+3.7%
App conversion
+7K
Paid installs
20+
Enterprise interviews
Context
Atlassian Marketplace is a $6B+ ecosystem with 6K+ apps from 2K+ partners serving 300K+ customers. The Marketplace connects enterprise teams with third-party apps for Jira, Confluence, and other Atlassian products. Growth had plateaued as the existing discovery experience relied on basic keyword search and editorial curation.
Problem
App discovery was underperforming. Customers struggled to find relevant apps among 6K+ listings. Conversion from browse to install was declining. Key issues:
- Search results didn't account for user context, team size, or existing product stack
- Recommendations were static and editorially curated, not personalized
- No intelligent discovery path for AI agents and new app categories
- Funnel drop-off between app page views and installs was high
My Role
Led growth loop strategy for Marketplace discovery. Conducted 20+ enterprise customer interviews and applied AI-driven insight synthesis to shape strategy and experiments. Coordinated with engineering, data science, design, and partner ecosystem teams.
Decisions & Trade-offs
Parallel experiments vs. sequential
Ran 5 ML/AI experiments simultaneously (recommendations, personalization, sponsored ads, funnel optimization, AI agent-assisted discovery) rather than sequentially. Higher coordination cost but 3x faster learning velocity.
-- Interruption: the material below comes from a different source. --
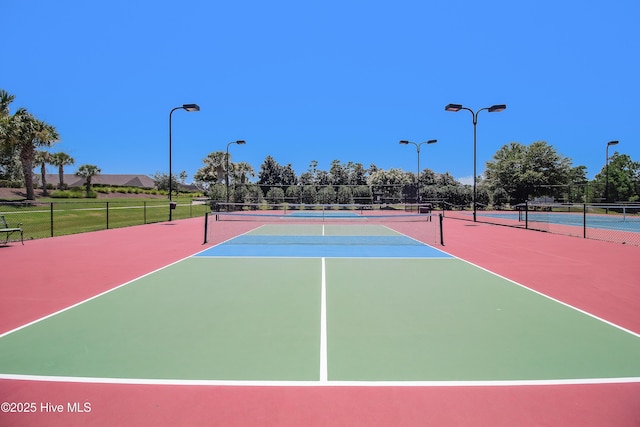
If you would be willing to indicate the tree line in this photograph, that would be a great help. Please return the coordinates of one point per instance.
(516, 173)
AI agent discovery strategy
Shaped strategic vision for onboarding AI agents, services, and standalone third-party apps on Marketplace. Aligned with company AI productivity goals. Projected +$25M ARR uplift (+20%).
Monetization model for AI apps
Defined consumption-based and value-based pricing models for AI agents and apps, delivering ~$20M ARR (16%) across 6K+ apps. Chose hybrid pricing over pure seat-based to accommodate AI usage patterns.
Metrics & Results
- App conversion improvement: +3.7% within 6 months
- Paid installs driven by ML experiments: +7K
- AI agent/app monetization strategy: ~$20M ARR
- Projected ARR uplift from AI agent platform roadmap: +$25M
- Enterprise customer interviews: 20+ conducted to validate strategy
Links
Learnings
- Parallel experiments compound. Running 5 experiments simultaneously taught us more in 6 months than sequential testing would have in 18. The interaction effects between personalization and funnel optimization were unexpected and valuable.
- Enterprise interviews shape AI strategy. The 20+ customer interviews revealed that enterprise buyers wanted AI agents integrated into existing workflows, not as standalone products. This reshaped our onboarding strategy.
- Pricing follows usage patterns. Consumption-based pricing for AI agents aligned incentives better than seat-based — customers paid for value delivered, which drove adoption faster.
- Platform plays compound. Marketplace growth doesn't come from optimizing one funnel. It comes from creating a flywheel: better discovery → more installs → happier partners → more apps → better discovery.